On the eve of the trial for the dispute between Google’s driverless car unit (Waymo) and Uber, the federal government turned over a 37-page letter from a former lawyer at Uber to Uber management. The federal government found the letter as part of a criminal investigation it is conducting of Uber. The letter detailed a team Uber had created to steal trade secrets. The letter also explained how the team had dedicated experts to help them avoid detection by regulators. There are descriptions of e-mail destruction and devices that stored information outside Uber servers so that their activities would not surface in litigation discovery processes. The goal, according to the letter,”was to prevent Uber’s unlawful schemes from seeing the light of day.” Greg Bensinger, “Uber Formed Covert Unit to Steal Trade Secrets,” Wall Street Journal, November 29, 2017, p. A1.
The letter was written by Ric Jacobs, a former member of Uber’s security team, and was sent to Uber management earlier this year. However, the letter was never turned over during the discovery process. Mr.

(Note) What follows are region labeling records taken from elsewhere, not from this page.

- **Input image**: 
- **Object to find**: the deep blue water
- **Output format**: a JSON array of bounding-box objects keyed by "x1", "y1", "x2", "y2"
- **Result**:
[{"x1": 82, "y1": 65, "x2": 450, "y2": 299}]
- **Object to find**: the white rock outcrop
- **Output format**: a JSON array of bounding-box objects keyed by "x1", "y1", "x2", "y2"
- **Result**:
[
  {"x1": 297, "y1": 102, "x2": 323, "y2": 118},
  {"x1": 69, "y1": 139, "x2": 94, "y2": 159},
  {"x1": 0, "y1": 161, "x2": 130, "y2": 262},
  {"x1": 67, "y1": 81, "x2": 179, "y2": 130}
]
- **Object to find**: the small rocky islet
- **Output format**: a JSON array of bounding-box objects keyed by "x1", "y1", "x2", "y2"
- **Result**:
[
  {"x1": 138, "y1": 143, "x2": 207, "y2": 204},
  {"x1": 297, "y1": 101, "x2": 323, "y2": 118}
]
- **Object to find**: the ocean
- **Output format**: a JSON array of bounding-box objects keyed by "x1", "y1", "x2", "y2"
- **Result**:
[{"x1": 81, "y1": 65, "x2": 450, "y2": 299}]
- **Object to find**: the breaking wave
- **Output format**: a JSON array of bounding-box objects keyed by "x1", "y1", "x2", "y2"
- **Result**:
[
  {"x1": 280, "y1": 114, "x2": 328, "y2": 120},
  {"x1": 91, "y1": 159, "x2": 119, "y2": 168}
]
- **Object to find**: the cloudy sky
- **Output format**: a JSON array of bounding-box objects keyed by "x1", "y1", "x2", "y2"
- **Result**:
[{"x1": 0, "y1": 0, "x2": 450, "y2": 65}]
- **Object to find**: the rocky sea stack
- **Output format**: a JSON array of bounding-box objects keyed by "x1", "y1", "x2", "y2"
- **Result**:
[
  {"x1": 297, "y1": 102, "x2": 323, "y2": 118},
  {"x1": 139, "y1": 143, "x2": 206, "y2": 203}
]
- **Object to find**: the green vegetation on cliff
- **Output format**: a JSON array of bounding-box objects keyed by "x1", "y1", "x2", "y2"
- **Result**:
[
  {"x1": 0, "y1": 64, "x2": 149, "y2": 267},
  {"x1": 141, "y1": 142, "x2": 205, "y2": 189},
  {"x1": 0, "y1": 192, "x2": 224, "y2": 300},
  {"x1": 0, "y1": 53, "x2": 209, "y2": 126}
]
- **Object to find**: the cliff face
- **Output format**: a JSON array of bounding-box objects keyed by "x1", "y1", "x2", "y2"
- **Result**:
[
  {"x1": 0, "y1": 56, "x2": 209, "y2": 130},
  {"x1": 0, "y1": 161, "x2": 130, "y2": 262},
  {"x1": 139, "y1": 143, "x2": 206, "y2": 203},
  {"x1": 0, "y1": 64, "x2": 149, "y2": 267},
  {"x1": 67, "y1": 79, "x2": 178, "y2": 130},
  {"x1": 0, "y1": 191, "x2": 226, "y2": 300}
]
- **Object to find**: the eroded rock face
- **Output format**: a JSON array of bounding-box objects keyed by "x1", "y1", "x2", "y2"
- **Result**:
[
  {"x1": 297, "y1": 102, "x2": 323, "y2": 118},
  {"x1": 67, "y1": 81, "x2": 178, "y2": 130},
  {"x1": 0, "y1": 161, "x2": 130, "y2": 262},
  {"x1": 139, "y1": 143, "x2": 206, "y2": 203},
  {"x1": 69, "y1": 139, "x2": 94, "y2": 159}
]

Jacobs left Uber in April 2017, and the company reached a $4.5 million settlement with him later.
Federal District Court Judge William Alsup said that he had to postpone the trial because even if one-half of what was written in the letter was true, that it would be an injustice to require Waymo to proceed without further time to process the contents of the letter. When Judge Alsup read the letter in the court room, everyone was silent, taken aback by the allegations.
Uber explained that the letter was written for purposes of obtaining a settlement. Mr. Jacobs did testify on the stand and distanced himself from some parts of the letter, explaining that his lawyer wrote the letter.
Discovery requests in civil litigation are broad and often require parties to turn over all e-mails, correspondence, etc. to and from certain persons or divisions within a company. The failure to turn over all documents or destructions of documents and evidence can result in extra time for the other side, as in this case, or contempt charges, or the exclusion of the use of evidence at trial (if it is favorable to the side being sanctioned).
These events are a lesson for companies in terms of turning over evidence and a lesson in how difficult it can be to hide activities when so many people are aware of them or involved in the work.
Explain what Uber is alleged to have done
Explain the penalties for withholding evidence.